Whilst this makes for great PR for Yahoo! (public relations and not page rank) it doesn’t do necessarily do anything for the consumer. The consumer being the person who is typing in the keywords and expecting a quality result. A bigger search engine index does not necessarily mean a quality search engine index. In fact, I would say that is it quite opposite.
Just having an object in the search engine index doesn’t make it a quality object. If it isn’t a quality object, it is highly unlikely to ever be presented in the results to the user. i.e. deemed irrelevant or so poorly optimized that it ranks in the bottom 10% of the SERPS.
It also does not surprise me that Yahoo! have managed to increase their index size.
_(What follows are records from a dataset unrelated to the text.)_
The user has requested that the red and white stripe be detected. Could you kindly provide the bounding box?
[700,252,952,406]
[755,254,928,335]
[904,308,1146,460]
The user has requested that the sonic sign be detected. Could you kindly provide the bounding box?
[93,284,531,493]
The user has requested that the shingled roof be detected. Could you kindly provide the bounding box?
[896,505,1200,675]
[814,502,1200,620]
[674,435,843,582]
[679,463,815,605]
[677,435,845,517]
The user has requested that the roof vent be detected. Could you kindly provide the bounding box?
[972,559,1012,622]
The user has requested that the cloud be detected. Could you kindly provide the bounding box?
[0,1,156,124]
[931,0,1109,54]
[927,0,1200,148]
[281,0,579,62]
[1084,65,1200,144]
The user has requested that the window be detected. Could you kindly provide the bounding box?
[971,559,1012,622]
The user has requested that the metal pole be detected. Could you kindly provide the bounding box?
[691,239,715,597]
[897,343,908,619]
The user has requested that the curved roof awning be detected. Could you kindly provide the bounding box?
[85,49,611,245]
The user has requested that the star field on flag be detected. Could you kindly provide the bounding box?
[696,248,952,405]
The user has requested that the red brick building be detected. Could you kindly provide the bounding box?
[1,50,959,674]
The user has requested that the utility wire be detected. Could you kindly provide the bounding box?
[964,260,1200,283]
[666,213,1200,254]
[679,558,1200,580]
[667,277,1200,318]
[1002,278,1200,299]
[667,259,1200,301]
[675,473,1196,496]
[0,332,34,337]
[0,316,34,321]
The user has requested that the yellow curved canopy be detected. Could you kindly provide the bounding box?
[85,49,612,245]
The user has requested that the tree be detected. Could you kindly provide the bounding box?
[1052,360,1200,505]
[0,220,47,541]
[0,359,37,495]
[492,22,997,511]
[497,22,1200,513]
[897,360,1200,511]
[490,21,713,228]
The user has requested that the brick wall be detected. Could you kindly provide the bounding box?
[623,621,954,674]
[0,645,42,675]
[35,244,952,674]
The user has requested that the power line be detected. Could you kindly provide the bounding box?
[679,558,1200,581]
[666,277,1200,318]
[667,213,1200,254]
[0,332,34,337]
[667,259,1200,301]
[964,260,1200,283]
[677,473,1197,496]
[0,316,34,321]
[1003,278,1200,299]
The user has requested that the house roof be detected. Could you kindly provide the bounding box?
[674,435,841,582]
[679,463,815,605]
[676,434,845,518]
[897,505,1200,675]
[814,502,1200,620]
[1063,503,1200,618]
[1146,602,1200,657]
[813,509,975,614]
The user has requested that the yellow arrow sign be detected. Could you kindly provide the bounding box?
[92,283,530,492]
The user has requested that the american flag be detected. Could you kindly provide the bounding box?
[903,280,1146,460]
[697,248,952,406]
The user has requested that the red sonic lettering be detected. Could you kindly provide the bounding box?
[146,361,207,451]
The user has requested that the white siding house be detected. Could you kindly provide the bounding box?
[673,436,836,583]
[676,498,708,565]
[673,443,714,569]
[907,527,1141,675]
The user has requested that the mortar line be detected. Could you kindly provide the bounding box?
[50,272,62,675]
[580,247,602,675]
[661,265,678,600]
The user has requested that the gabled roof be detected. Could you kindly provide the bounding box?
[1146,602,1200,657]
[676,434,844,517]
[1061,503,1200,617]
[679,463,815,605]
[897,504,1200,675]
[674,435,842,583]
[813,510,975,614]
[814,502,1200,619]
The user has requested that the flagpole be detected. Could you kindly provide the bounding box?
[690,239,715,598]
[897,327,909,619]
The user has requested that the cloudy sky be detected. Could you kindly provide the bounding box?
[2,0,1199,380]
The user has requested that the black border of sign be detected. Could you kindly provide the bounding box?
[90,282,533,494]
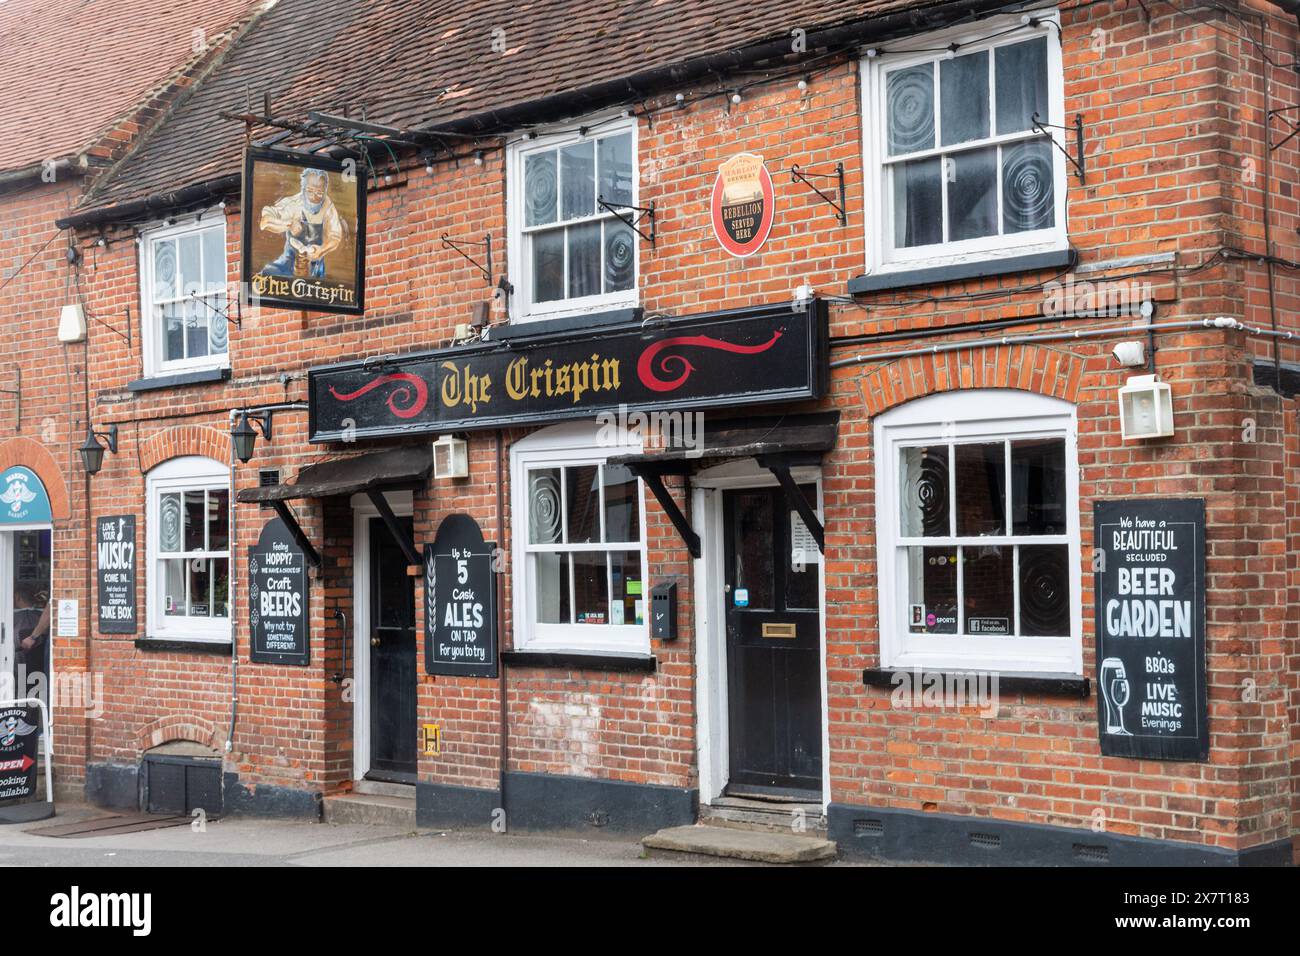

Yahoo! Slurp (the hybrid best of breed spider technology which grew out of the Inktomi, AltaVista and Fast spiders) has been very aggressive of late and requesting many pages from servers around the world.
Further more, Yahoo! has one huge advantage over Google. Through Yahoo! Search Submit Pro, Yahoo! is provided with many tens of thousand of pages that it might never have found during traditional crawling methods. Google does not have – and according to all of their statements on public record – will never have, a Paid Inclusion program. This does put Google at a disadvantage in the bragging rights over whose index is bigger.
The most accurate measure (I believe) is on search user satisfaction, which according to the latest study is still Google. Although the gap is narrowing with Yahoo catching up to Google, with a score of 80 out of 100, verus the Google score of 82%.
This reinforces my point that many of the extra objects in the Yahoo! index are adding no value, other than bragging rights. So is often the case, bigger doesn’t mean better.
Note: an object is defined as being either a web page, an image or any other file type (video, MP3 etc).